Generally, laminated articles of the aforesaid type are constructed by progressive stamping. When the laminations have been stamped they are stacked, advantageously by the stamping tool itself, and are connected together by coupling elements, also known as "clips", which project from one of the faces of the lamination and are formed by deforming the lamination in particular mutually symmetrical positions.
Specifically, during coupling, the projecting part of the coupling elements of a first lamination is inserted or forced into the recessed part of the coupling elements of a second underlying lamination and so on until the last lamination of the pack is reached, which is generally not provided with projecting coupling elements and instead comprises simple through cavities, to prevent one article gripping another if laid thereon.
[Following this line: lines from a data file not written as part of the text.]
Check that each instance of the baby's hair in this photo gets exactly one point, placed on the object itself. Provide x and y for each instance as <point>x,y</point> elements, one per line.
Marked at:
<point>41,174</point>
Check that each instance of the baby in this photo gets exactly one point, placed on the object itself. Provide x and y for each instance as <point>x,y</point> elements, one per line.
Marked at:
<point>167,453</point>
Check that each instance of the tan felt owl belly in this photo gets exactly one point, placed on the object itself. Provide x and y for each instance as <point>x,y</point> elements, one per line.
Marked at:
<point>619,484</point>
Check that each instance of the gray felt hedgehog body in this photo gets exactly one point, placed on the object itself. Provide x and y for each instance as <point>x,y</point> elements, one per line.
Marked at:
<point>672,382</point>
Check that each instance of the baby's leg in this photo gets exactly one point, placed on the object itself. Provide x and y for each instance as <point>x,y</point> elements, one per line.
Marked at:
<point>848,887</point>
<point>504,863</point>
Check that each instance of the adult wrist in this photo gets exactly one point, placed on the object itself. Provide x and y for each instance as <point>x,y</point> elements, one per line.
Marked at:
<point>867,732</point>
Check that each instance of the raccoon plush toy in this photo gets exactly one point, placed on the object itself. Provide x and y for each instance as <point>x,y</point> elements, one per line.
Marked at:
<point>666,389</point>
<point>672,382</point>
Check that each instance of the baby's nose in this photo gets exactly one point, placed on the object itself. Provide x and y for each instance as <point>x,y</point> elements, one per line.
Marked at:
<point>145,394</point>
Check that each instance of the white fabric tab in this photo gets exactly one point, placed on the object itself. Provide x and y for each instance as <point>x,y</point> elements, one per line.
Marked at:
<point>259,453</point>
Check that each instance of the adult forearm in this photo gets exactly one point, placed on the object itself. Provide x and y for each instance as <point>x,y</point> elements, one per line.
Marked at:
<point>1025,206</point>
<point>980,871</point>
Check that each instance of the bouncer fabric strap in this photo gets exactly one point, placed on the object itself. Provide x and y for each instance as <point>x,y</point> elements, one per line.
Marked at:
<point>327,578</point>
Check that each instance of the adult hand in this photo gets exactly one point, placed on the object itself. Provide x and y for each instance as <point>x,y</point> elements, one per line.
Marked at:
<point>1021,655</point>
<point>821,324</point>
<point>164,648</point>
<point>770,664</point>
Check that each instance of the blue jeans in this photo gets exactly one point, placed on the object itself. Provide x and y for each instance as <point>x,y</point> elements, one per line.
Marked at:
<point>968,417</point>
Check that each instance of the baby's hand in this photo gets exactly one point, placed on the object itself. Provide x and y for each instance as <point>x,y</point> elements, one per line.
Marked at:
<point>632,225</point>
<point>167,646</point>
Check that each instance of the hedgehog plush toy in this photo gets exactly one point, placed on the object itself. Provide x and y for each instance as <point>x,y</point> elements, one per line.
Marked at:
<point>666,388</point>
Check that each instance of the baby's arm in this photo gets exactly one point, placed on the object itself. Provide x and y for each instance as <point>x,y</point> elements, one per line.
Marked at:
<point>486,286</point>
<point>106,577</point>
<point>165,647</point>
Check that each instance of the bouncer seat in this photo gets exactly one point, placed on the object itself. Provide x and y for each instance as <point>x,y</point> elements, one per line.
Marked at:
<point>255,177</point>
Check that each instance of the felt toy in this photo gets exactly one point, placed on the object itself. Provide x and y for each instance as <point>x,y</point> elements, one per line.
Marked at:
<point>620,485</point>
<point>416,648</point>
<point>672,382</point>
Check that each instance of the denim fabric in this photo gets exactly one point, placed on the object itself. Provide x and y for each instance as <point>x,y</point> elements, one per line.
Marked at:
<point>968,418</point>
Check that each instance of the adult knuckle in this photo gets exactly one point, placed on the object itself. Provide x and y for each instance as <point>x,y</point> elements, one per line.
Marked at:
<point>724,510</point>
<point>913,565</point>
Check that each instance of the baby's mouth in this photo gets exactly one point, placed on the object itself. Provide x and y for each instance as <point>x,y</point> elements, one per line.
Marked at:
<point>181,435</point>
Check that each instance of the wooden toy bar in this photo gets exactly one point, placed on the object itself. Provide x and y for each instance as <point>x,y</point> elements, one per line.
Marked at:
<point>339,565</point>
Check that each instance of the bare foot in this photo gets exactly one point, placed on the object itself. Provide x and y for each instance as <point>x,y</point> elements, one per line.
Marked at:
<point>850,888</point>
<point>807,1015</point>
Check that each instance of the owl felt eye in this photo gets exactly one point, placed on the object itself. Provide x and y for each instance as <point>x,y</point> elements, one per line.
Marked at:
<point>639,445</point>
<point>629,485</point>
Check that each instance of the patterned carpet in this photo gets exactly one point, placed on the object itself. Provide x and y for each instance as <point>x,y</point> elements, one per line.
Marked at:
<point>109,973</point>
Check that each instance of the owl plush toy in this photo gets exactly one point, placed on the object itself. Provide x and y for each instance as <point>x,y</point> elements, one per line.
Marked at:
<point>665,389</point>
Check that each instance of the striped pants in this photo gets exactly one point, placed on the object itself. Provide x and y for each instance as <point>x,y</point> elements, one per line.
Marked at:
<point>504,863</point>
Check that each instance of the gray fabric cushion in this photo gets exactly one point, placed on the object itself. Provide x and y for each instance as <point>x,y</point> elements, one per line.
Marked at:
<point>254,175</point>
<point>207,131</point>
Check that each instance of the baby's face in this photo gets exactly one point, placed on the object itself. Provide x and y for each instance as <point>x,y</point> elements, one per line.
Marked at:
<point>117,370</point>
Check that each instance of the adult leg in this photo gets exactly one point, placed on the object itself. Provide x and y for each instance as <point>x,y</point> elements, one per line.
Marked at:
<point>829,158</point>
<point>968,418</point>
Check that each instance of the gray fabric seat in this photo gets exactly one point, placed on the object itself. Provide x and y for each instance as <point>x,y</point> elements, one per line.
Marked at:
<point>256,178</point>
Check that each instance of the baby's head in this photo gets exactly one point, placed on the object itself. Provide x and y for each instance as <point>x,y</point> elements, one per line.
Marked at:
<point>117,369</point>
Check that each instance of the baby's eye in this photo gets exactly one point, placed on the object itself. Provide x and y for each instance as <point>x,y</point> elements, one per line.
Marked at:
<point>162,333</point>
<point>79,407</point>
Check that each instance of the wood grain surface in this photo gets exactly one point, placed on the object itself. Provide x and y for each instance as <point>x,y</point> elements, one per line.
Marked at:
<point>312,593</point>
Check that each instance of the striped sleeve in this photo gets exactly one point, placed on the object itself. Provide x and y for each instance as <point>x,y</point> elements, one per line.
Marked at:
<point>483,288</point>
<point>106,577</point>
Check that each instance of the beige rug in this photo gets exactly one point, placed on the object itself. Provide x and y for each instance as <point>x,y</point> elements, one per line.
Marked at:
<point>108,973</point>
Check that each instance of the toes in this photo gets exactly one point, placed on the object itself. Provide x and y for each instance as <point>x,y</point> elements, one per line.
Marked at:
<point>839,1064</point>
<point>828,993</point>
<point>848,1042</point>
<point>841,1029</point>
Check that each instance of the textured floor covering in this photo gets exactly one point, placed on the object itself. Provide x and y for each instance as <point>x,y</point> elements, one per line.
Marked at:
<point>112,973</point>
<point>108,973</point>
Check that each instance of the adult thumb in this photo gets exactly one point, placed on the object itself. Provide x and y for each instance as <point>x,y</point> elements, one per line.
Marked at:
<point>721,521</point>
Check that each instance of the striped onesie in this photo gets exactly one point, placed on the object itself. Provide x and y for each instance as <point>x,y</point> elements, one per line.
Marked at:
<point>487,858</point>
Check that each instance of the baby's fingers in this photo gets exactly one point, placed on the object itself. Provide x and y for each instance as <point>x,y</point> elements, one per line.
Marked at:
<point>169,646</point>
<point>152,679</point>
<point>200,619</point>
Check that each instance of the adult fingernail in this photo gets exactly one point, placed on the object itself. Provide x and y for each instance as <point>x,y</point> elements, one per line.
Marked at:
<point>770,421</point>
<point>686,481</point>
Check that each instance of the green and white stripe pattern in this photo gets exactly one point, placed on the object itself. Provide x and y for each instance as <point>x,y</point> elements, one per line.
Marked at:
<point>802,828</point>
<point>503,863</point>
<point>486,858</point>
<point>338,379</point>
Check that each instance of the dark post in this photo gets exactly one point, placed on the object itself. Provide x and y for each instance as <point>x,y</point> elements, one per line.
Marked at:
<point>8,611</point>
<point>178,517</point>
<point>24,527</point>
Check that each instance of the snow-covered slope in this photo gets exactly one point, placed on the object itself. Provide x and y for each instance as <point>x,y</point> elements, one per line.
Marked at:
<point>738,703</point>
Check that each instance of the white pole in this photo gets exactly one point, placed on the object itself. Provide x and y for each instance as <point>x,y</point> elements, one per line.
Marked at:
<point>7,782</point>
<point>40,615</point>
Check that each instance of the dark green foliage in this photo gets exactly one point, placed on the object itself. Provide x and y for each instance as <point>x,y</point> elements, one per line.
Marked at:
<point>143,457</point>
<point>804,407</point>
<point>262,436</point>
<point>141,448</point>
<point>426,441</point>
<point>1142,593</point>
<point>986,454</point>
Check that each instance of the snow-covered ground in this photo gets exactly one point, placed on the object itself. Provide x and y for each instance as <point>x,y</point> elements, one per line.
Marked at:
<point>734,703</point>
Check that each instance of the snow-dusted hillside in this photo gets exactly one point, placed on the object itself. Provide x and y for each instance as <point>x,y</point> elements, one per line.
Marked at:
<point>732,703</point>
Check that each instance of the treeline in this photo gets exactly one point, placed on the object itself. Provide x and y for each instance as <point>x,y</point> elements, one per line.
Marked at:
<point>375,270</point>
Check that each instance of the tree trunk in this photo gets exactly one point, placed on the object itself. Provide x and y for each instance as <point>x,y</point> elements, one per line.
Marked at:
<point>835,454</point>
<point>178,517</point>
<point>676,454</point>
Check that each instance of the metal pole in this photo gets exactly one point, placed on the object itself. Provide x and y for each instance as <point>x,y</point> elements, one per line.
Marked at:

Coupling the laminations together in the afore-described manner has certain drawbacks. The most important drawback derives from the fact that the clips, formed by stamping a metal lamination, normally have the projecting part dimensionally larger than the recessed part (the projecting profile being determined by the die and the recessed part by the punch).
Consequently, it is very difficult to size these two parts to satisfy the clamping requirements of the article as their two shape-generating elements are linked together.
A further drawback derives from the fact that the stamping device for forming the laminated article must include a station dedicated to stamping an end lamination, which increases the complexity of the dies and hence their cost.
Moreover, laminated articles are generally compensated, i.e., they are constructed in such a manner as to overcome the geometrical and mechanical non-uniformities of the metal strip from which the laminations are punched. For this purpose, it is known to rotate each lamination relative to the preceding through a certain angle, known hereinafter as the compensation angle.
In known articles, this compensation angle is that between one clip and the next, and is hence related to the number of clips in relation to the geometry of the lamination. For example, for circular laminations the compensation angle is about 60.degree. if six clips are present, about 90.degree. for four clips and about 120.degree. for three clips. The time required to rotate the lamination through the compensation angle considerably affects the construction time for the laminated article. This is particularly valid in the case of progressive stamping devices which also stack the laminations, in which at each die-cutting blow the die containing the laminations to be stacked has to be rotated.
Further drawbacks when using known clips, and in particular finned clips, occur in the case of spiraled laminated articles, for example spiraled rotor packs. In this case, to enable the projecting parts of the clips of one lamination to be inserted into the recessed parts of the next lamination while at the same time enabling the two thus compacted laminations to be slightly rotated, a discharge hole has to be provided in each lamination in correspondence with each clip, this in certain cases, for example in the case of die-cast rotors, giving rise to problems. In this respect, infiltrations of aluminum into such discharge holes have occurred, causing motor malfunction related to the creation of parasitic cages.
It should also be noted that laminated articles in which the laminations comprise clips to be coupled together have been in use for many years, but up to the present time the problem of improving such a coupling system has not arisen.